Afterhours – Folfiri O Folfox

In qualsiasi opera artistica, di solito, è il titolo che dovrebbe connotare l’essenza dell’opera stessa e, mai come in questo caso, gli Afterhours (con una formazione rinnovata che vede l’uscita di Ciccarelli e Prette per Pilia dei Massimo Volume e Rondanini dei Calibro35) sono riusciti appieno nell’intento.
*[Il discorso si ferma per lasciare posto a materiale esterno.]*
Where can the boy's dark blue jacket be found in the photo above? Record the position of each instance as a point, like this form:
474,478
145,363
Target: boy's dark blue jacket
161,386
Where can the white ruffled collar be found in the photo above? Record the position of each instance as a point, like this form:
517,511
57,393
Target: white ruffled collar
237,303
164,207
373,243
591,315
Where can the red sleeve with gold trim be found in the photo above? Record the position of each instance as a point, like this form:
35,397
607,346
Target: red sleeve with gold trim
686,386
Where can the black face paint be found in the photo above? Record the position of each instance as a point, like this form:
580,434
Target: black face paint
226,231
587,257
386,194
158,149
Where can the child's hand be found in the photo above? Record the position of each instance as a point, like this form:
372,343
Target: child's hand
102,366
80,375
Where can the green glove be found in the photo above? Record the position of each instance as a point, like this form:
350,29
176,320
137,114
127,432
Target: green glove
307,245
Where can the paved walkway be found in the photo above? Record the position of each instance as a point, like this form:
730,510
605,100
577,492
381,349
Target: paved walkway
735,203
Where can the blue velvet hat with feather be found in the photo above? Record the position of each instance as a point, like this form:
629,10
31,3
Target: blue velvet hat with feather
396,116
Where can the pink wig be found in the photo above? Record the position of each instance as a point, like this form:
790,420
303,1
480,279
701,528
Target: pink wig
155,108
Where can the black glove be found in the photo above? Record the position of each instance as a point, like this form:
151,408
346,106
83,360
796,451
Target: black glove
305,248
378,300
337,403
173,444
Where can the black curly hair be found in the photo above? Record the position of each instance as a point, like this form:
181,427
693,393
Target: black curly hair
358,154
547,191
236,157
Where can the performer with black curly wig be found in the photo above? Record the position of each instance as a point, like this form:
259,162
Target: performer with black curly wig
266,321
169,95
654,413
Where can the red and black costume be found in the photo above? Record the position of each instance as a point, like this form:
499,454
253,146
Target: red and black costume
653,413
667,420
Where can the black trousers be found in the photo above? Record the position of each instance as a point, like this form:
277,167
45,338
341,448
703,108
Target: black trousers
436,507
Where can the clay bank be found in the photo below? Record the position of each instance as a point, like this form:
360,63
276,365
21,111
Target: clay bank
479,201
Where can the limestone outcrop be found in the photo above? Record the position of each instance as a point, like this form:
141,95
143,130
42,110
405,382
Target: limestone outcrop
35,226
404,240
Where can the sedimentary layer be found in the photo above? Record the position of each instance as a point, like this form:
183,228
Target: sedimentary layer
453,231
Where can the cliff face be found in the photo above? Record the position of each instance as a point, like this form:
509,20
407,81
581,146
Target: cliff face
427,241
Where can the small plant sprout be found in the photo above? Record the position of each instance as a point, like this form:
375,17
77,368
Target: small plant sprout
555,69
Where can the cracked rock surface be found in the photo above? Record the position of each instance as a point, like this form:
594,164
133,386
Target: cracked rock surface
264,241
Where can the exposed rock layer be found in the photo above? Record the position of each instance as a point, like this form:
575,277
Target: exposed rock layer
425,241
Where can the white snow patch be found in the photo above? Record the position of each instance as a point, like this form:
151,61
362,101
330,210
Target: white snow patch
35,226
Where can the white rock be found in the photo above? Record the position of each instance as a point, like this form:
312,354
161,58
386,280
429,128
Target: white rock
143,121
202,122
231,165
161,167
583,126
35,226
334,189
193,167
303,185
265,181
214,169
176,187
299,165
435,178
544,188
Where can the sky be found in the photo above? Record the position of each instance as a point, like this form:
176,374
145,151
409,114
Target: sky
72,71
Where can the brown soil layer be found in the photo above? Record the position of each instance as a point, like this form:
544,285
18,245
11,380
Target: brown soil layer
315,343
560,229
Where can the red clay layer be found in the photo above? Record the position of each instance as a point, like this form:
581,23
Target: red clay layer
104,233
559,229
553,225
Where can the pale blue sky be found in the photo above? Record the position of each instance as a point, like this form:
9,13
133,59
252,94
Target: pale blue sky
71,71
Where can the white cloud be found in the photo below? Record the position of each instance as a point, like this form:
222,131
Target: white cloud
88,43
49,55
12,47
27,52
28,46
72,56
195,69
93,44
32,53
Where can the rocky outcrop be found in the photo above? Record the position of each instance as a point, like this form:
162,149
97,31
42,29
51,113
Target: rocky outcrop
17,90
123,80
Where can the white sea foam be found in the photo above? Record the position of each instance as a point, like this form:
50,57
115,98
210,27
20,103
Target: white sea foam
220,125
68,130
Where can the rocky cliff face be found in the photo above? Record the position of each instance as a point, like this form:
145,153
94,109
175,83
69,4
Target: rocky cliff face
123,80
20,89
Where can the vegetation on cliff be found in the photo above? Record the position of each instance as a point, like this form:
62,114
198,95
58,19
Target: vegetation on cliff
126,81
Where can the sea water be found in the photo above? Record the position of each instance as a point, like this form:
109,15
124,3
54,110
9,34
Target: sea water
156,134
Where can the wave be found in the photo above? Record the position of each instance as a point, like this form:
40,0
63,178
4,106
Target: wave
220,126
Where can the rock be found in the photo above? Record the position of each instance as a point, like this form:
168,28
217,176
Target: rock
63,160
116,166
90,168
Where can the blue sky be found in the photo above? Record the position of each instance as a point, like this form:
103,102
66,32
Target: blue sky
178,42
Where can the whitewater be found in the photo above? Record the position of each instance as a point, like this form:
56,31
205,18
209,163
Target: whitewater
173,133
Le due parole che compongono il titolo, anche se a prima vista potrebbero sembrare due folli termini inventati, sono in realtà i nomi di due cure chemioterapiche. Non c’è dubbio che sia un titolo scomodo, che si fatica persino a pronunciare, ma è già da qui che parte la proposta del gruppo: il trattare un aspetto della vita che, pur non volendoci pensare, fa parte della nostra esistenza. Questa, in poche parole, la chiave di lettura su cui viene costruito un concept musicale che parla di malattia, morte e di tutte le inevitabili domande che questa porta con sé. Non lasciatevi quindi sviare dal rock/pop di “Non voglio ricordare il tuo nome”, brano valido che ricalca molti degli stilemi classici della scrittura di Agnelli, ma che in qualche modo appartiene a un songwriting passato, così come dal marziale brano di denuncia intitolato “Il mio popolo si fa”: è piuttosto sui primissimi versi urlati della straziante opener “Grande”, che parla di un patto tradito, e nella sua controparte “Oggi”, che si coglie l’immediata coscienza dei territori su cui si muoverà tutto il disco.  La schiettezza compositiva delle liriche e la sperimentazione musicale a volte estrema, vedi “San Miguel”, la strumentale “Cetuximab”e la stessa title track, con le sue parti vocali filtrate e maligne, riescono a descrivere perfettamente lo stato d’animo di chi le ha composte, senza bisogno di grandi spiegazioni. Questi episodi estremi si alternano ad altri più introspettivi, come “L’odore delle giacca di mio padre”, “Lasciati ingannare (ancora una volta)”, oppure ancora dal classico mid tempo “Nè pani Nè pesci” e dalla velocissima “Fra i non viventi vivremo noi”. Dopo diciotto tracce, è davvero difficile non sentire che anche a noi è “cambiato il sapore”, la percezione delle cose si ritrova arricchita di una storia in più e, inevitabilmente, non siamo più gli stessi di prima.

Risulta invece strano, e stride nella testa del sottoscritto, pensare che un disco di simile fattura possa in qualche modo essere concomitante con l’inizio per una carriera televisiva ad X Factor, format che sforna prodotti musicali di plastica, anni luce distanti da proposte come questa.